/ Solutions

Fix the automations your team is afraid to touch.

We review scripts, no-code automations, AI handoffs, API jobs, and spreadsheet glue, then stabilize the parts that keep business work moving.

/ hidden debt

Brittle automation is hidden technical debt.

The automation may save time until it fails quietly, duplicates records, loops on bad data, or leaves nobody sure which system is correct. The business often notices only after an operator has been reconciling the mess manually for weeks.

  • Inventory of triggers, jobs, owners, and failure modes.
  • Map of no-code steps, scripts, scheduled jobs, webhooks, and manual workarounds.
  • Risk ranking based on customer impact, financial impact, and frequency.

/ stabilization

Keep the useful behavior.

Cleanup does not always mean rebuild. We preserve the workflow value while making the foundation easier to inspect, test, and support.

  • Monitoring for stale or failed automations.
  • Clear source-of-truth decisions.
  • Documentation for the team that owns the process.

/ engineering path

Move only the risky parts into stronger software.

Some automations can stay in Zapier, Make, or a spreadsheet. Others should become typed, observable services with queues, retries, idempotency, and tests because the cost of failure is too high.

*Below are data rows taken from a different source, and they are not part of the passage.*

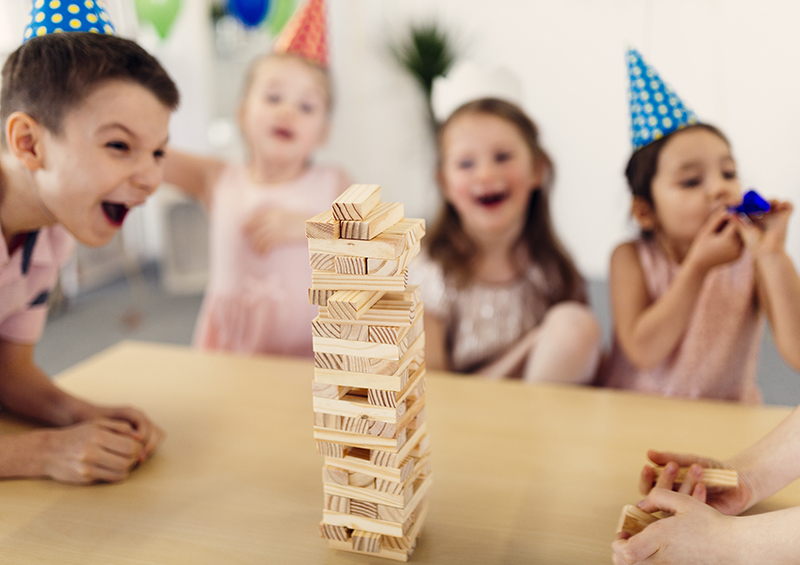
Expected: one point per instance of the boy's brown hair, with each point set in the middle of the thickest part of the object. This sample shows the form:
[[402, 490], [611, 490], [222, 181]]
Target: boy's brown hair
[[48, 76], [450, 246]]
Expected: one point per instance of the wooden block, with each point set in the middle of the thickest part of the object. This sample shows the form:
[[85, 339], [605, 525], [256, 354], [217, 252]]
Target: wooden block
[[328, 391], [335, 475], [322, 261], [330, 449], [350, 265], [367, 542], [356, 407], [319, 297], [384, 458], [325, 329], [717, 478], [373, 365], [359, 348], [389, 245], [361, 480], [390, 513], [338, 533], [633, 520], [337, 504], [362, 508], [324, 280], [379, 220], [396, 381], [356, 202], [323, 226], [354, 332], [351, 304], [388, 267]]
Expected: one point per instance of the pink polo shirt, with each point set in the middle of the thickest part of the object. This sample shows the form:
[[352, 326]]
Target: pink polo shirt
[[26, 278]]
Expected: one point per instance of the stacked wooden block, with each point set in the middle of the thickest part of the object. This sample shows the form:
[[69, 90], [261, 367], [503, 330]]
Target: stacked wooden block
[[369, 378]]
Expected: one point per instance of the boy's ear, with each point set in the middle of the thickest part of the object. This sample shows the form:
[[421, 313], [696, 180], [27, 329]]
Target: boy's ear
[[644, 214], [24, 138]]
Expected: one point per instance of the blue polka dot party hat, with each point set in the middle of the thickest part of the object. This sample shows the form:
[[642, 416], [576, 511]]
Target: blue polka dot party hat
[[57, 16], [656, 110]]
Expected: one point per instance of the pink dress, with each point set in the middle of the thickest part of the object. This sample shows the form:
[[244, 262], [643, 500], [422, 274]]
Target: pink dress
[[718, 355], [259, 303]]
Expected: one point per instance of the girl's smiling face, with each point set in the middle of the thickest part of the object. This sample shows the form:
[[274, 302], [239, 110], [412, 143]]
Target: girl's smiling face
[[488, 173], [106, 159], [695, 175], [284, 115]]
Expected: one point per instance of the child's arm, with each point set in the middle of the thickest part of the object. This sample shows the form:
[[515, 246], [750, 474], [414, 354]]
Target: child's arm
[[510, 363], [193, 174], [99, 444], [649, 332], [269, 226], [778, 281]]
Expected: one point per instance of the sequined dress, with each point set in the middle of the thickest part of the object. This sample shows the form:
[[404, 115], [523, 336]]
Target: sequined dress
[[482, 321]]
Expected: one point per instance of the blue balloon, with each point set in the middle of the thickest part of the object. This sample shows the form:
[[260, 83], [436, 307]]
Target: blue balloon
[[250, 12]]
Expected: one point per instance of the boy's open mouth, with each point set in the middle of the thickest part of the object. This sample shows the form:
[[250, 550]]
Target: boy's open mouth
[[283, 133], [492, 199], [115, 212]]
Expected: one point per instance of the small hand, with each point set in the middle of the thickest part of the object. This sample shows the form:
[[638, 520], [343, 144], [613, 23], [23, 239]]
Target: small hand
[[718, 242], [270, 226], [728, 501], [695, 533], [767, 233], [98, 450], [149, 434]]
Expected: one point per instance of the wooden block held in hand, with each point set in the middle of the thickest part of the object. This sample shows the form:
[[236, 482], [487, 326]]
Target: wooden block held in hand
[[633, 519], [716, 478], [322, 226], [356, 202], [384, 216]]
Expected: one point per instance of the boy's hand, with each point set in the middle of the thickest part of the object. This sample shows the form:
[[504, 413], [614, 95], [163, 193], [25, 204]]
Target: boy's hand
[[717, 243], [99, 450], [144, 430], [730, 501], [695, 534], [766, 234], [270, 226]]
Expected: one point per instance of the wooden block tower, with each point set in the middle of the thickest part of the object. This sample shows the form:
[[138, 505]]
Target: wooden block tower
[[369, 376]]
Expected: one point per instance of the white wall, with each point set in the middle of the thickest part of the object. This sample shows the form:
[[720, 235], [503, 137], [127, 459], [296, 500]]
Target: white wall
[[731, 61]]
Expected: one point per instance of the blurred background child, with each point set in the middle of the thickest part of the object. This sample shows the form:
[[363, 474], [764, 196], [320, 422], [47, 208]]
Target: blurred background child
[[688, 295], [85, 122], [502, 296], [257, 297]]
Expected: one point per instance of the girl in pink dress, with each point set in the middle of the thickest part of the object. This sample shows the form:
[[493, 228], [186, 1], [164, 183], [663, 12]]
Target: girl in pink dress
[[257, 296], [502, 296], [688, 296]]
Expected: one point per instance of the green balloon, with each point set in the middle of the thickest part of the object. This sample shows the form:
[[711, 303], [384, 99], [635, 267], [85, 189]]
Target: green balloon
[[160, 13], [280, 11]]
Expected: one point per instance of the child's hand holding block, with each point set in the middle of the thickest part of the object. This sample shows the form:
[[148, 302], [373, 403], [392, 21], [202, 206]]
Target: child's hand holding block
[[633, 519], [715, 478]]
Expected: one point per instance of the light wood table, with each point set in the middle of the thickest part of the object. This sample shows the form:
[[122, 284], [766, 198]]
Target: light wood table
[[522, 474]]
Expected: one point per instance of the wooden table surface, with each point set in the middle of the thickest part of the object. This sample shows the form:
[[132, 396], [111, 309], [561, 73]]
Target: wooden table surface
[[522, 474]]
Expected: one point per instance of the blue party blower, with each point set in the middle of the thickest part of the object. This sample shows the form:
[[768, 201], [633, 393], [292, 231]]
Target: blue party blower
[[752, 205]]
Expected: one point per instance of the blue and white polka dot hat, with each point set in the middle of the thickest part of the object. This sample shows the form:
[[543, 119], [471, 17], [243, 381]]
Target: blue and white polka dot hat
[[655, 108], [57, 16]]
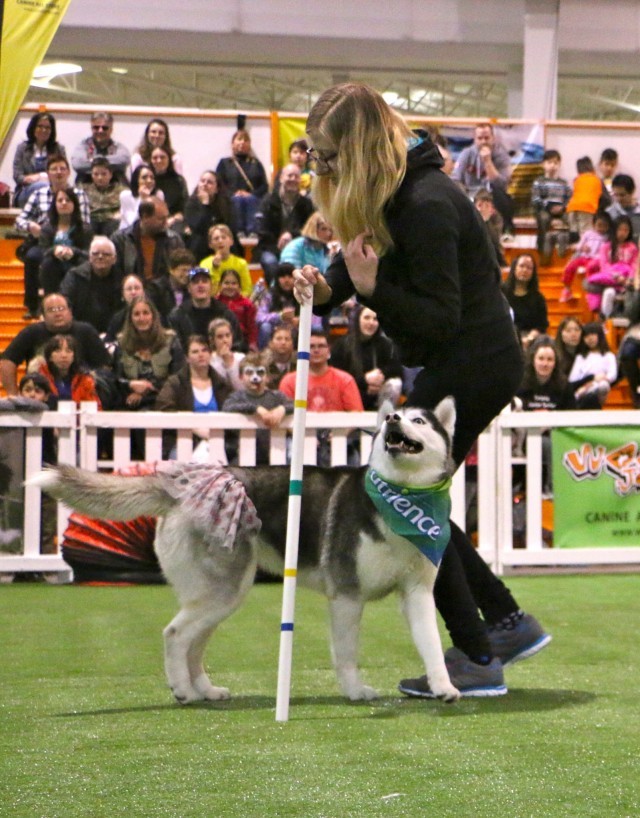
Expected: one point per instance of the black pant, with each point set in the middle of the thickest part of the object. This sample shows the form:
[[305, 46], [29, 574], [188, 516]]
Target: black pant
[[481, 384]]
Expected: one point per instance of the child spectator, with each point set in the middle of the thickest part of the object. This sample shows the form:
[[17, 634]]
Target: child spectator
[[267, 405], [221, 242], [550, 195], [625, 202], [587, 251], [67, 380], [103, 194], [594, 369], [614, 269], [243, 308], [607, 167], [584, 201]]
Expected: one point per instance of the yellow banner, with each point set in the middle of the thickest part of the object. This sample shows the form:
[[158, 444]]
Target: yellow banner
[[27, 28]]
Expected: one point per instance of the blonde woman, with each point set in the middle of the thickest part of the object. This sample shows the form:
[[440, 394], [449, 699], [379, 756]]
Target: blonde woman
[[415, 252]]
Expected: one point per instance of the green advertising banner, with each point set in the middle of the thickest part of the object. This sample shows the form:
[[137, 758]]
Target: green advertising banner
[[596, 487]]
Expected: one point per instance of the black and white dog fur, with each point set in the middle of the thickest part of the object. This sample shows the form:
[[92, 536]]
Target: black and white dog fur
[[346, 550]]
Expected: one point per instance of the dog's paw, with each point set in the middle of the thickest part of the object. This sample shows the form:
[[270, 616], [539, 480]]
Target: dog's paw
[[447, 693], [362, 693]]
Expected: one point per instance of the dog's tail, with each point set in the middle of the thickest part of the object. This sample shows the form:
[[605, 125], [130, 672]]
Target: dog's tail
[[107, 496]]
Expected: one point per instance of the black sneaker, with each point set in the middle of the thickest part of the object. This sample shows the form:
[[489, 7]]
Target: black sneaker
[[472, 680]]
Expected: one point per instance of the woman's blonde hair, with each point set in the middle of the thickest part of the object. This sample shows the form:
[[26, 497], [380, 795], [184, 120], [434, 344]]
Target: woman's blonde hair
[[310, 229], [370, 140]]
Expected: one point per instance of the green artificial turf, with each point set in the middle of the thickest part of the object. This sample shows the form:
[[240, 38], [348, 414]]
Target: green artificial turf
[[88, 727]]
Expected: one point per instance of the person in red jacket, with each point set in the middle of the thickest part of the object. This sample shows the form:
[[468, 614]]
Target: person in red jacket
[[68, 381]]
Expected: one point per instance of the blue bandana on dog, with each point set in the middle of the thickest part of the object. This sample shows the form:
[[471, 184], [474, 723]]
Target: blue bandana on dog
[[419, 515]]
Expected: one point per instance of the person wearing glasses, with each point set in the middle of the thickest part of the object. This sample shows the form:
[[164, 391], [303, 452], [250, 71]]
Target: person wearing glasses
[[415, 251], [57, 319], [268, 406], [30, 159], [93, 288], [100, 143]]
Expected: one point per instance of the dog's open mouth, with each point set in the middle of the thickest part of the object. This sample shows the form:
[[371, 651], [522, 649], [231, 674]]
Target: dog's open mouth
[[395, 442]]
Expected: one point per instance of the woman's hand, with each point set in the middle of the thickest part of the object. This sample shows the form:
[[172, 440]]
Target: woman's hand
[[362, 264], [308, 283]]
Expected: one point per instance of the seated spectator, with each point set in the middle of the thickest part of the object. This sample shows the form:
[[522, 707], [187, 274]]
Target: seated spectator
[[132, 287], [31, 219], [144, 248], [196, 387], [367, 354], [607, 166], [57, 320], [254, 398], [587, 251], [281, 216], [280, 357], [67, 378], [629, 354], [625, 203], [277, 306], [585, 199], [146, 355], [181, 261], [224, 360], [311, 246], [329, 390], [172, 185], [244, 178], [195, 314], [243, 308], [544, 388], [100, 143], [156, 135], [613, 272], [567, 341], [93, 287], [64, 240], [143, 187], [30, 159], [298, 156], [103, 194], [486, 164], [549, 196], [594, 370], [544, 385], [207, 207], [221, 242], [483, 200], [527, 303]]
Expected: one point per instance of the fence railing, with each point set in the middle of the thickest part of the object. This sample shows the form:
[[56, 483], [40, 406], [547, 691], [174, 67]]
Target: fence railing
[[484, 494]]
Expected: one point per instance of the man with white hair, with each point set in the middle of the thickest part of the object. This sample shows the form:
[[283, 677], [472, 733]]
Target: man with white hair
[[93, 288]]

  • Replacement plan for fragile steps that run business-critical work.
  • Retry, deduplication, and manual recovery for partial failures.
  • Automated tests around the rules that used to live in someone’s memory.

/ ownership

Give the workflow a visible owner.

The real goal is not cleaner diagrams. It is an automation system the business can own: documented triggers, expected behavior, support alerts, and a clear path for changes.

  • Runbook for common failures and recovery decisions.
  • Dashboards or alerts for failed jobs, stale records, and unusual volume.
  • Change log so future updates do not break invisible dependencies.

/ questions

Can you work with Zapier or Make automations?

Yes. We can audit them, improve them, or replace the riskiest pieces with custom software where reliability, observability, and ownership matter.

How do we know what to rebuild first?

We prioritize automations by business impact, failure frequency, data sensitivity, and how hard they are to recover manually. The first rebuild is usually the one where a quiet failure costs the most.